We can achieve thread safety by using ConcurrentHashMap and synchronisedHashmap and Hashtable. But there is a lot of difference if you look at their architecture.
Both will maintain the lock at the object level. So if you want to perform any operation like put/get then you have to acquire the lock first. At the same time, other threads are not allowed to perform any operation. So at a time, only one thread can operate on this. So the waiting time will increase here. We can say that performance is relatively low when you comparing with ConcurrentHashMap.
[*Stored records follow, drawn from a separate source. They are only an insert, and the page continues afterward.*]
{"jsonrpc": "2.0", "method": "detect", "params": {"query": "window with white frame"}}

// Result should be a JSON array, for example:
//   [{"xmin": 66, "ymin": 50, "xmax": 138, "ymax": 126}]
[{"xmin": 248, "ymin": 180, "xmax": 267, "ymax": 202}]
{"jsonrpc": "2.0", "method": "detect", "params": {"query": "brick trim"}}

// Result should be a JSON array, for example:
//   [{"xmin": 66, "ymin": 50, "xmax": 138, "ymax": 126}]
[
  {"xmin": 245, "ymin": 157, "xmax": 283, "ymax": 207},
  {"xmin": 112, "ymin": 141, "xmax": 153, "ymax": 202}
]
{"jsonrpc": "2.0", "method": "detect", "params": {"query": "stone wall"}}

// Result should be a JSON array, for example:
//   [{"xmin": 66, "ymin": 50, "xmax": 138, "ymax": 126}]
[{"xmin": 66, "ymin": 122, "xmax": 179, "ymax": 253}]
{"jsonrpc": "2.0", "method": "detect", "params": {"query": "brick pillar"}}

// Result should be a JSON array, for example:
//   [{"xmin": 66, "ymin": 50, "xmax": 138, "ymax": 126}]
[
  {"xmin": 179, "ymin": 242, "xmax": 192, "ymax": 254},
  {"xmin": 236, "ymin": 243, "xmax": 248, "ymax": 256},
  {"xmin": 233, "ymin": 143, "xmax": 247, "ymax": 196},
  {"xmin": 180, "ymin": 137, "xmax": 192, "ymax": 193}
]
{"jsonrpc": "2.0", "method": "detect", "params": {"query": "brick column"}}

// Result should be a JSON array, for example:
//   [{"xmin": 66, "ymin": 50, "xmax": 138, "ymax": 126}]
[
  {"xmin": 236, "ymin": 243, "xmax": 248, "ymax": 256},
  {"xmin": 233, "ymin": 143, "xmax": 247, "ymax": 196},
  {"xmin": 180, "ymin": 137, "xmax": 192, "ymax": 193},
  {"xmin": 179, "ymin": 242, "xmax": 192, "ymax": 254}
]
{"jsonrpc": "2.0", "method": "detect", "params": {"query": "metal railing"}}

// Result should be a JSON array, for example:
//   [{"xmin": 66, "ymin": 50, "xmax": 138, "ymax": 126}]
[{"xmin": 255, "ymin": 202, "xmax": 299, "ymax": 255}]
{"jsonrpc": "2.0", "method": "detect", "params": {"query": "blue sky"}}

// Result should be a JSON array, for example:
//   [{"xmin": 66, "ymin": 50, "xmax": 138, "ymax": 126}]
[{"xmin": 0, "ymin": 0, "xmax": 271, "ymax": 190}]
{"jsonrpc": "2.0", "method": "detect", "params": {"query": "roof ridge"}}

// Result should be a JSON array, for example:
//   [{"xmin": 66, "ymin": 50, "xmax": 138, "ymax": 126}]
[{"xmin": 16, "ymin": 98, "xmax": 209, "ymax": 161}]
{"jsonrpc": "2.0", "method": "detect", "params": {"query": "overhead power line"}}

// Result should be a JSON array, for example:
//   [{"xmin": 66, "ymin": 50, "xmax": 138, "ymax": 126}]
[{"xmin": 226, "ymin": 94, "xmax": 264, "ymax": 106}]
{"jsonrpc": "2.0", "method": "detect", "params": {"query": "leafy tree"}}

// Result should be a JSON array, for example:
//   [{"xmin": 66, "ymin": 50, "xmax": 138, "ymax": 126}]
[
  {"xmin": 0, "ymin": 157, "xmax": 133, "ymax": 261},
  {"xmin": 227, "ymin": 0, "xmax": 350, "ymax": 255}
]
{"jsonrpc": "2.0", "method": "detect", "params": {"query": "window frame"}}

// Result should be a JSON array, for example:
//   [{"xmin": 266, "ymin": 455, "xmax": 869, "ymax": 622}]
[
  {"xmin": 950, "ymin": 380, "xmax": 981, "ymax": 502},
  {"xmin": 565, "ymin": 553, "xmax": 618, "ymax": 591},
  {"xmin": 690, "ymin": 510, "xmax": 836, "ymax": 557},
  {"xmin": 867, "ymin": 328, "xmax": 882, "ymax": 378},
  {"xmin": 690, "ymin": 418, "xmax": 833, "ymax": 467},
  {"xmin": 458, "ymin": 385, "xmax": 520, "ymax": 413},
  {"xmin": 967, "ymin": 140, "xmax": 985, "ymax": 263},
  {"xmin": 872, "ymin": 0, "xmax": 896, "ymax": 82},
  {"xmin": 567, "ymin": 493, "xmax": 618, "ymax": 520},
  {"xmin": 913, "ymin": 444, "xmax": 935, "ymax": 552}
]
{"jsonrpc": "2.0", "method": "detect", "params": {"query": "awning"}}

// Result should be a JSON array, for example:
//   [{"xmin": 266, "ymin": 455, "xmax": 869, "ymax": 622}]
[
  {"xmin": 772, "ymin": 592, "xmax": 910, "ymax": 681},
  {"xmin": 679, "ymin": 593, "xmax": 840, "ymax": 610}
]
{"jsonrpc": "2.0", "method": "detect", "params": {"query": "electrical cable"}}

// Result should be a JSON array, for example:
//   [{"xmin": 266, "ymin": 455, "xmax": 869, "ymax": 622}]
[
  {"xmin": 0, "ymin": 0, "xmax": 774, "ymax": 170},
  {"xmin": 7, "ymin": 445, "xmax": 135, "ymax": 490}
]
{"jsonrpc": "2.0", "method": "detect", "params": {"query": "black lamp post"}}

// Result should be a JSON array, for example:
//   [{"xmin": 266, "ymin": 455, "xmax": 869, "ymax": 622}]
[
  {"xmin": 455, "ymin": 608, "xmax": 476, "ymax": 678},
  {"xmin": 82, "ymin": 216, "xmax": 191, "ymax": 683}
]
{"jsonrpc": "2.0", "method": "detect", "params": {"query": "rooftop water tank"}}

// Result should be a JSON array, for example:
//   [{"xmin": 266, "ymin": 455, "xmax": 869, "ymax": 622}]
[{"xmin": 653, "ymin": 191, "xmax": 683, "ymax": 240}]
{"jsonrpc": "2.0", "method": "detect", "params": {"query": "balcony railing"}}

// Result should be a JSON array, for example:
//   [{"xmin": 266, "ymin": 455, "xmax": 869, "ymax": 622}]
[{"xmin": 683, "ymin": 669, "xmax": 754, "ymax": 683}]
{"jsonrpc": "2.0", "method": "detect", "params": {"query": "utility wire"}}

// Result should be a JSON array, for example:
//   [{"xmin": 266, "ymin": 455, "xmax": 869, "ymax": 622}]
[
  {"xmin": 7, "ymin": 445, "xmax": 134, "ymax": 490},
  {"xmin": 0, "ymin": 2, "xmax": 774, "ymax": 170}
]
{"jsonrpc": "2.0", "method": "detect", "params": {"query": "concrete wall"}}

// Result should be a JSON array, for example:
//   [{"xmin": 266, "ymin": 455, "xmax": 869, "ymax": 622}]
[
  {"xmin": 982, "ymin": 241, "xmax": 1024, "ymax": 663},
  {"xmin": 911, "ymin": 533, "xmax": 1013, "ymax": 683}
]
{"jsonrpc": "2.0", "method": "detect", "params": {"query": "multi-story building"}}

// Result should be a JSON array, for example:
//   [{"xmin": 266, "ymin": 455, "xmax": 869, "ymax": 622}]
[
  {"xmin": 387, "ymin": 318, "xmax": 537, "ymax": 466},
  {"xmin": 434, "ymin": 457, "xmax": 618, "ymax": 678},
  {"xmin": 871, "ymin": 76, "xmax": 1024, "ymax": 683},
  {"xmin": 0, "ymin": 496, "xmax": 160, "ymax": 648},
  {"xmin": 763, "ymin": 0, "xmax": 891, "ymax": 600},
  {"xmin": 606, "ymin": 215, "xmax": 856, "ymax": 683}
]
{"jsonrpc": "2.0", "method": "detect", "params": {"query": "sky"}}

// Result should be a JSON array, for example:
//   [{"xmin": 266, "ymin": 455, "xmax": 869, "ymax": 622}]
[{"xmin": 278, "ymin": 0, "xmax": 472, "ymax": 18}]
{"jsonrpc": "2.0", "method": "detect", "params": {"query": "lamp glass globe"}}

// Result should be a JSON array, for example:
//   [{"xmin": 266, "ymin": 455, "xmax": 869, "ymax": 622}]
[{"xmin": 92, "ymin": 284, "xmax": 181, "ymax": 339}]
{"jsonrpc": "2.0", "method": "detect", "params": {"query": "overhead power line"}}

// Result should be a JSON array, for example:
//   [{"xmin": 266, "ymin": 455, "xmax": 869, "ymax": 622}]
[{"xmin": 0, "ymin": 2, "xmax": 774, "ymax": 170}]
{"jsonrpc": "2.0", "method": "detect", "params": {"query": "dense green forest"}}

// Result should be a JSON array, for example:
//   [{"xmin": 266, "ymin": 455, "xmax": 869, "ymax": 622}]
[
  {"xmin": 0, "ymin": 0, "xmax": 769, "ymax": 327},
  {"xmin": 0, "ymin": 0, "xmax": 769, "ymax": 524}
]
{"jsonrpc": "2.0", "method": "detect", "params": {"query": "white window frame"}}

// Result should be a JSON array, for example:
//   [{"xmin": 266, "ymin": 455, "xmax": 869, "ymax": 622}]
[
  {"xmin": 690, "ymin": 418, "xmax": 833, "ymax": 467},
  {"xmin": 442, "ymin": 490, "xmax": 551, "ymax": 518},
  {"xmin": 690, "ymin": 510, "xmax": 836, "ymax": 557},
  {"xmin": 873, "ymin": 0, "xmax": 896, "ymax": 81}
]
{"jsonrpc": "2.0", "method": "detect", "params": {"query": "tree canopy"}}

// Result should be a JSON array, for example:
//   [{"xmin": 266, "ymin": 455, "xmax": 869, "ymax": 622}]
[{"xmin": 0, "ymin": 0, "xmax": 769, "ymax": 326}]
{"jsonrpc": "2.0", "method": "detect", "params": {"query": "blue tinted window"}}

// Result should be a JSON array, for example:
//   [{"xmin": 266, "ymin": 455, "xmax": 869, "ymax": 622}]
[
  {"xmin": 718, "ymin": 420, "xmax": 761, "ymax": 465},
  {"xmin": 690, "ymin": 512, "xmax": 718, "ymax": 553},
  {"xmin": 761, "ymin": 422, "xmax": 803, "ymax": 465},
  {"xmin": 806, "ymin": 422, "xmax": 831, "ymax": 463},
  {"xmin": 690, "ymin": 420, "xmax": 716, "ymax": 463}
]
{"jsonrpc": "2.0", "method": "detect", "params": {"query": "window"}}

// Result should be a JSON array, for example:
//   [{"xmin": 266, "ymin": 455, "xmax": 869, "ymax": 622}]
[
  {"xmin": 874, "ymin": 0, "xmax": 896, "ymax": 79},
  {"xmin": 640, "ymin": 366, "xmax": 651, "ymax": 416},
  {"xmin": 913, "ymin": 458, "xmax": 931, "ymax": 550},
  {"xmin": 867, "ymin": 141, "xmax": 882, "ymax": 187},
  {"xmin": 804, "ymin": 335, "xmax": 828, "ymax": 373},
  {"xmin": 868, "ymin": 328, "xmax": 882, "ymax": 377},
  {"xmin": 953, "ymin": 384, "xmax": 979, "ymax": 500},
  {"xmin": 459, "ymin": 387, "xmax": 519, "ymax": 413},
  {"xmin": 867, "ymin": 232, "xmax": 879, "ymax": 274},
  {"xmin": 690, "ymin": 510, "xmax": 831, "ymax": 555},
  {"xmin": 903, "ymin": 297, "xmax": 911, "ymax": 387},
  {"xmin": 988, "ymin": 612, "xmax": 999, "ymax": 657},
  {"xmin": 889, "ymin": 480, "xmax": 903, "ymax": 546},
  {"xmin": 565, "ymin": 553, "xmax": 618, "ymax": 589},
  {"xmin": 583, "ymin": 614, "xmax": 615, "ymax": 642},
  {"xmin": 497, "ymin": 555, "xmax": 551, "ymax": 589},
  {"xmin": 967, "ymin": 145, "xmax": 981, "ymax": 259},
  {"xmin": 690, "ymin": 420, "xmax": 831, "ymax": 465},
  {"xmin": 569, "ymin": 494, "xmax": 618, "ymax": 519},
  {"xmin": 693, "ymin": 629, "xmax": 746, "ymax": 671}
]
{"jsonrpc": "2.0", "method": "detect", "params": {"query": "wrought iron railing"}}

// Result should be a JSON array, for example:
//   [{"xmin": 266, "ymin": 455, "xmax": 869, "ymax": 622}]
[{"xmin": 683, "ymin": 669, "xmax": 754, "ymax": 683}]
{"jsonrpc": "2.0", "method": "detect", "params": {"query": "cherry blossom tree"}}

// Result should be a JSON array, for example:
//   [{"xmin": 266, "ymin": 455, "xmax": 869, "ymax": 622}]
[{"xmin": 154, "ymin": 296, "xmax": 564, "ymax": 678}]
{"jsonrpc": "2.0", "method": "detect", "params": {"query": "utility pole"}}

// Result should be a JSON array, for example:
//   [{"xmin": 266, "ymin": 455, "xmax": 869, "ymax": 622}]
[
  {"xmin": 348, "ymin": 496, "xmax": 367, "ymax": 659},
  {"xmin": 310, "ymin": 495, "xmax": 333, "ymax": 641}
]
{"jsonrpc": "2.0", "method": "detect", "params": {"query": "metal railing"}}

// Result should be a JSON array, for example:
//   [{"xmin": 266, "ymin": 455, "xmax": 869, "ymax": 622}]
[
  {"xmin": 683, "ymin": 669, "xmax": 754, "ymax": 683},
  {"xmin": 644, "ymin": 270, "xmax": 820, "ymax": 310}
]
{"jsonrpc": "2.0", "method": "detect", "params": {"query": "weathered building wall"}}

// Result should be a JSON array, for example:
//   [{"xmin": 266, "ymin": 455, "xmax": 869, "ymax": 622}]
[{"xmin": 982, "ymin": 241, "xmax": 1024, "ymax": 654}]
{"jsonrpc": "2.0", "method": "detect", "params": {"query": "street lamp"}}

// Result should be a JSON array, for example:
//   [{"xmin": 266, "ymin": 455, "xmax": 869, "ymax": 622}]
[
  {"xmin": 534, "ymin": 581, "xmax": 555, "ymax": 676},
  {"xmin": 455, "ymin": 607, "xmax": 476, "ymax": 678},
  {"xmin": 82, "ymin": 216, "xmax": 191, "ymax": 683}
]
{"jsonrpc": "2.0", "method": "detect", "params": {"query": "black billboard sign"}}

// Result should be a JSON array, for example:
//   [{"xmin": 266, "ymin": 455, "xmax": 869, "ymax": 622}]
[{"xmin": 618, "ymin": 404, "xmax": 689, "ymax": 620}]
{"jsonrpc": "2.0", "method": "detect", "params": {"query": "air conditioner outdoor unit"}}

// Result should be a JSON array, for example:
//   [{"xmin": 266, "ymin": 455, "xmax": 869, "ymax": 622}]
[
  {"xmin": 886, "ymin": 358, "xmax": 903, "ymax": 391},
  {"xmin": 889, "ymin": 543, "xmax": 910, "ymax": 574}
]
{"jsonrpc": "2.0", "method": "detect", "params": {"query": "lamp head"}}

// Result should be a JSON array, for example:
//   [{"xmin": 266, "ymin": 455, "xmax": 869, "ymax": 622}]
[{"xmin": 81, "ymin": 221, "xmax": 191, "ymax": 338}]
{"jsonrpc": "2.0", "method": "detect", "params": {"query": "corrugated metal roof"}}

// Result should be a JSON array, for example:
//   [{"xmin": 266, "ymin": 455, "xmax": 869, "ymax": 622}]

It will maintain the lock at segment level. It has 16 segments and maintains the concurrency level as 16 by default. So at a time, 16 threads can be able to operate on ConcurrentHashMap. Moreover, read operation doesn't require a lock. So any number of threads can perform a get operation on it.
If thread1 wants to perform put operation in segment 2 and thread2 wants to perform put operation on segment 4 then it is allowed here. Means, 16 threads can perform update(put/delete) operation on ConcurrentHashMap at a time.
So that the waiting time will be less here. Hence the performance is relatively better than synchronisedHashmap and Hashtable.